Assume that a population is normally distributed with a mean of 100 and a standard deviation of 15. Would it be unusual for the mean of a sample of 3 to be 115 or more? Why or why not?
What if the size for each sample was increased to 20? Would a sample mean of 115 or more be considered unusual? Why or why not?
Z = (score-mean)/SEm
SEm = SD/√n
Find table in the back of your statistics text labeled something like "areas under normal distribution" to find the proportion/probability related to each Z score.
From that, you should be able to decide whether or not it is unusual.
To determine whether a sample mean of 115 or more is unusual, we can use the concept of z-scores and the Central Limit Theorem.
1. For a sample of size 3:
To calculate the z-score, we use the formula:
z = (x - μ) / (σ / √n)
where x = sample mean (115), μ = population mean (100), σ = population standard deviation (15), and n = sample size (3).
Plugging in the values:
z = (115 - 100) / (15 / √3)
z = 15 / (15 / √3)
z = √3
Using a standard normal distribution table or a z-score calculator, we can find that the z-score of √3 is approximately 1.732.
A z-score of 1.732 corresponds to a cumulative probability of approximately 0.958. This means that if the sample size is 3, a sample mean of 115 or more is within the 95.8% percentile of the distribution. Therefore, it would not be considered unusual.

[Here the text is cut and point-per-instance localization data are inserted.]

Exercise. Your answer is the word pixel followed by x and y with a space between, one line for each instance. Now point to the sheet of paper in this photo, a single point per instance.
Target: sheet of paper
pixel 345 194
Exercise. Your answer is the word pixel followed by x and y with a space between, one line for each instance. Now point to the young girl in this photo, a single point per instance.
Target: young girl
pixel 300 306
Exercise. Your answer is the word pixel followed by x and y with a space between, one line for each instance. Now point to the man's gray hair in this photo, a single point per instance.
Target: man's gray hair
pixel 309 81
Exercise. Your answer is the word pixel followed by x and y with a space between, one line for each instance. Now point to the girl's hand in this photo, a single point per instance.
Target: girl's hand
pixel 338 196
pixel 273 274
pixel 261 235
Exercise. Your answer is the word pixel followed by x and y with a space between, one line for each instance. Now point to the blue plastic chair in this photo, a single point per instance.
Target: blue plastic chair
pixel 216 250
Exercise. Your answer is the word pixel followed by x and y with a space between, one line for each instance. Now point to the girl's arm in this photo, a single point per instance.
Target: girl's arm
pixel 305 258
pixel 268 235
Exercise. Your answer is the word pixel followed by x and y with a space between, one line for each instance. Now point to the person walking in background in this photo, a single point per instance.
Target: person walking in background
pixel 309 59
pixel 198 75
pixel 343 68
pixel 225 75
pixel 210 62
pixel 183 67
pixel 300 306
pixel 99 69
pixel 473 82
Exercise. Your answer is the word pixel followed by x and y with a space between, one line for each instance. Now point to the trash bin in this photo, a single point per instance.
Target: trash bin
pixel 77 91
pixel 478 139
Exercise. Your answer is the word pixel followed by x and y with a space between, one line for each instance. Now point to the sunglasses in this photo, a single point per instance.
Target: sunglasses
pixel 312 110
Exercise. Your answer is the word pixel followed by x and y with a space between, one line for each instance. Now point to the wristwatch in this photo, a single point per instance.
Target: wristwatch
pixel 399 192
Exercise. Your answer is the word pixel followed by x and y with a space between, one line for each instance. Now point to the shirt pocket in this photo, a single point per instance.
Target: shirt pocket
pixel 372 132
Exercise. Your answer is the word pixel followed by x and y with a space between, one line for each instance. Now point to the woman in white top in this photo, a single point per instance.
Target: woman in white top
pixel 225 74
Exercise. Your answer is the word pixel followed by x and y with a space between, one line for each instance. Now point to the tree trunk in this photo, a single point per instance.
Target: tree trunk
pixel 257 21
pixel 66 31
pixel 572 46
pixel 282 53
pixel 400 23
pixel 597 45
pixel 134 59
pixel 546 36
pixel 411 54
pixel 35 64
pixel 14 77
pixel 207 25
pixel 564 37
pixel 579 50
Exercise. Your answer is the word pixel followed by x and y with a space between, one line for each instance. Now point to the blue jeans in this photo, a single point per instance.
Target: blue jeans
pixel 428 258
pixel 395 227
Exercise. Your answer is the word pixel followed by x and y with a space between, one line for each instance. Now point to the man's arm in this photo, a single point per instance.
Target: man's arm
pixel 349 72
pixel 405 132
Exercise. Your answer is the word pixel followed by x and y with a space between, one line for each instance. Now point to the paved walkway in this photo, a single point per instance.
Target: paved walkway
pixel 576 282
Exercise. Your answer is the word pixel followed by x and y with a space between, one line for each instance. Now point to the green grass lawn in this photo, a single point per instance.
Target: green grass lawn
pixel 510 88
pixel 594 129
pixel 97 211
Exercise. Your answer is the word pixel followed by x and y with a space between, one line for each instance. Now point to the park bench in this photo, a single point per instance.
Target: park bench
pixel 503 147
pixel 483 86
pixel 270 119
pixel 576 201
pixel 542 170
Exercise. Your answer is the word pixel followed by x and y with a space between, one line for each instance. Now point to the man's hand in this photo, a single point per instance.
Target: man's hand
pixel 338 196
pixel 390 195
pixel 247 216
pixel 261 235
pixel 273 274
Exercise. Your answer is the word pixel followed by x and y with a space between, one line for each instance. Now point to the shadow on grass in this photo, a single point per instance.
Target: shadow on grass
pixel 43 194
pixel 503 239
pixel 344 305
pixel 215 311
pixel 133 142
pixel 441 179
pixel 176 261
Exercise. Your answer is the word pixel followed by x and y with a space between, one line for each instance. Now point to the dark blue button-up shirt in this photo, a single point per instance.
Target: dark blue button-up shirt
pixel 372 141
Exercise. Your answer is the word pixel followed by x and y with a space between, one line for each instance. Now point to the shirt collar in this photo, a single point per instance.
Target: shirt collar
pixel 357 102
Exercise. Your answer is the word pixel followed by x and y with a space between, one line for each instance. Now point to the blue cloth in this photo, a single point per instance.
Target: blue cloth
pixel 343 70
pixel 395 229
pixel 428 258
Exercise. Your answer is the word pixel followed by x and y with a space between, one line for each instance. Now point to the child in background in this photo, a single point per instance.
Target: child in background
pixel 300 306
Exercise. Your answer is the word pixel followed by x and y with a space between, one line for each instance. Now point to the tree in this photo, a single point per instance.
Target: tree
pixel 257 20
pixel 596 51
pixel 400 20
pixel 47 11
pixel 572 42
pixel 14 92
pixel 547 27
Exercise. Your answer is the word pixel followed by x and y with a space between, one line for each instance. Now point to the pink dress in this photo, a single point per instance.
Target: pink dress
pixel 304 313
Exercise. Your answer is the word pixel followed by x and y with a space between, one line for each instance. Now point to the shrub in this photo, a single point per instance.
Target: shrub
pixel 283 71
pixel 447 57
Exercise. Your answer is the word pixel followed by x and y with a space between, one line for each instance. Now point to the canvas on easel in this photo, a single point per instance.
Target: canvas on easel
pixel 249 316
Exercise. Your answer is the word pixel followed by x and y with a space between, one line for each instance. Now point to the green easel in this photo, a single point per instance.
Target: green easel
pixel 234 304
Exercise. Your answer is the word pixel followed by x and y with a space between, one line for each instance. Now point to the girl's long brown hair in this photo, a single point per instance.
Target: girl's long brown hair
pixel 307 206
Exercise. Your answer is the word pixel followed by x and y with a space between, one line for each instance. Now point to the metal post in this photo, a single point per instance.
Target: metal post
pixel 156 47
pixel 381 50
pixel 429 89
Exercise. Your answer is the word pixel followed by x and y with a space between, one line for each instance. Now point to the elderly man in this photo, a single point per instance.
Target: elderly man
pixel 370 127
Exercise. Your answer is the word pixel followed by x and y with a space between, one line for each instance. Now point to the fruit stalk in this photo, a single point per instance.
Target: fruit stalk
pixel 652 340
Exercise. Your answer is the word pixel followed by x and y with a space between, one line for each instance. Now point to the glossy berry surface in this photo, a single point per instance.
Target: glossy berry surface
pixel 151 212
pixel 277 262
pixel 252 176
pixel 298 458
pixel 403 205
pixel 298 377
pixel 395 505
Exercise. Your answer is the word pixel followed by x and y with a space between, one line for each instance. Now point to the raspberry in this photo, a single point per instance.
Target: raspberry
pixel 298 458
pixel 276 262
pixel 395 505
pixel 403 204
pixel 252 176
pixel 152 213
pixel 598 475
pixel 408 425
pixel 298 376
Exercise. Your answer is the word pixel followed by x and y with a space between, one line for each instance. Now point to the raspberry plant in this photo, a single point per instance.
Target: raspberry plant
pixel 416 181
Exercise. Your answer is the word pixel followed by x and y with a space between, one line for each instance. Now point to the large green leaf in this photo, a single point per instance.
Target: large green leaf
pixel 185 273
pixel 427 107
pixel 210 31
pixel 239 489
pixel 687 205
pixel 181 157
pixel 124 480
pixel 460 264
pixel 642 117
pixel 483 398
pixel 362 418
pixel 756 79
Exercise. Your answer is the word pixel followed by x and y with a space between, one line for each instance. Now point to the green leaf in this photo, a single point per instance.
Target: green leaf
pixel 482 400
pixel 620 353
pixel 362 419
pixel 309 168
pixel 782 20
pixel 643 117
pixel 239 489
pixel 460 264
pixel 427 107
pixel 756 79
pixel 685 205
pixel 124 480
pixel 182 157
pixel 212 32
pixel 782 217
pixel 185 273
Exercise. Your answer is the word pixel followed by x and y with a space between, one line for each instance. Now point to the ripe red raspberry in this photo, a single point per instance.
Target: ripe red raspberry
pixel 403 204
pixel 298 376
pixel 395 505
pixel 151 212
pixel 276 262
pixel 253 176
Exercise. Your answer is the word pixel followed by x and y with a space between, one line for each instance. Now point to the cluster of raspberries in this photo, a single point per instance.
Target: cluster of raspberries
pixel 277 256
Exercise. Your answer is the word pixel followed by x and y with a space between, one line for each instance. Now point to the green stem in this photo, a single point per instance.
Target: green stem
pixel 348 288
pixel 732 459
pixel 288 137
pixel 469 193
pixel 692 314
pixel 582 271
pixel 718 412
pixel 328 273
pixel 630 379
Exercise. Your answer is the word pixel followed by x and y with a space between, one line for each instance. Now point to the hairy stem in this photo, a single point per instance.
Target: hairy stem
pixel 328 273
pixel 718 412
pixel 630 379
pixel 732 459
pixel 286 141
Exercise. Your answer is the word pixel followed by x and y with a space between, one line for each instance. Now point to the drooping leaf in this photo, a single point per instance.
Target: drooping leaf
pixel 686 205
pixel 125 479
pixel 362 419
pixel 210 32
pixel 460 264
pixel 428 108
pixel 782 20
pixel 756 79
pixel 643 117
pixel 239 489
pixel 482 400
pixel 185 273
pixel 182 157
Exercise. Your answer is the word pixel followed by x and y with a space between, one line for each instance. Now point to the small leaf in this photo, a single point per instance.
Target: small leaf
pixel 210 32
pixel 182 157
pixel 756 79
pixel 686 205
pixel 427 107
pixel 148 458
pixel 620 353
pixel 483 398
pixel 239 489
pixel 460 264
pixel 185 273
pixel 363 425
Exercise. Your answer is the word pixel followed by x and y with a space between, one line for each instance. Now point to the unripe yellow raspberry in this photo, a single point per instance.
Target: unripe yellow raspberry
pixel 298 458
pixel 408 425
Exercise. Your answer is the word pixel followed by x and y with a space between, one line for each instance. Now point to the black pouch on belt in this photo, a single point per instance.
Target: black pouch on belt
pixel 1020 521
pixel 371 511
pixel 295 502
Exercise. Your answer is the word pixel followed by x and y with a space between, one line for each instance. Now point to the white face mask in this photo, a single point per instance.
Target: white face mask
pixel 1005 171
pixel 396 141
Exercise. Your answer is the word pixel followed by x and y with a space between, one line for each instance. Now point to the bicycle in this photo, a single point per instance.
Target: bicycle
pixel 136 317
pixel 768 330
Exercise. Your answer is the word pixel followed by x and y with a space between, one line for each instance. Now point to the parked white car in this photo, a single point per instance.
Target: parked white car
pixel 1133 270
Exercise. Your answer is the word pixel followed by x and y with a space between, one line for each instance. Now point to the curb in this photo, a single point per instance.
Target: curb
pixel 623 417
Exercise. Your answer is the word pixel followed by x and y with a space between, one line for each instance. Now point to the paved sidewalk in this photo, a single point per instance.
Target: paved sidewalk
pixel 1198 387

2. For a sample size of 20:
Using the same z-score formula:
z = (x - μ) / (σ / √n)
where n = sample size (20).
Plugging in the values:
z = (115 - 100) / (15 / √20)
z = 15 / (15 / √20)
z = √20
Using a standard normal distribution table or a z-score calculator, we can find that the z-score of √20 is approximately 2.828.
A z-score of 2.828 corresponds to a cumulative probability of approximately 0.997. This means that if the sample size is 20, a sample mean of 115 or more is within the 99.7% percentile of the distribution. Therefore, it would still not be considered unusual.
In summary, for both sample sizes of 3 and 20, a sample mean of 115 or more is not considered unusual since it falls within the higher percentiles of the distribution.
To determine if a sample mean of 115 or more is unusual, we need to calculate the z-score. The z-score measures the number of standard deviations a given value is from the mean.
For the first question, where the sample size is 3, we can calculate the z-score as follows:
z = (sample mean - population mean) / (standard deviation / sqrt(sample size))
z = (115 - 100) / (15 / sqrt(3))
z = 15 / (15 / sqrt(3))
z = sqrt(3)
By referring to a standard normal distribution table or using a statistical software, we can find that the z-score of sqrt(3) corresponds to a probability of approximately 0.91. This means that a sample mean of 115 or more would be unusual for a sample size of 3, as it falls in the upper tail of the distribution.
Now, let's consider the second question, where the sample size is 20. Calculating the z-score:
z = (115 - 100) / (15 / sqrt(20))
z = 15 / (15 / sqrt(20))
z = 15 / (3.3541)
z = 4.4721
Again, referring to a standard normal distribution table or using a statistical software, we can find that the z-score of 4.4721 corresponds to a probability of approximately 1.0. This means that a sample mean of 115 or more would be extremely unusual for a sample size of 20.
In both cases, a sample mean of 115 or more is considered unusual, but with a larger sample size of 20, it becomes even more unusual due to the decrease in sampling variability and increased accuracy in estimating the population mean.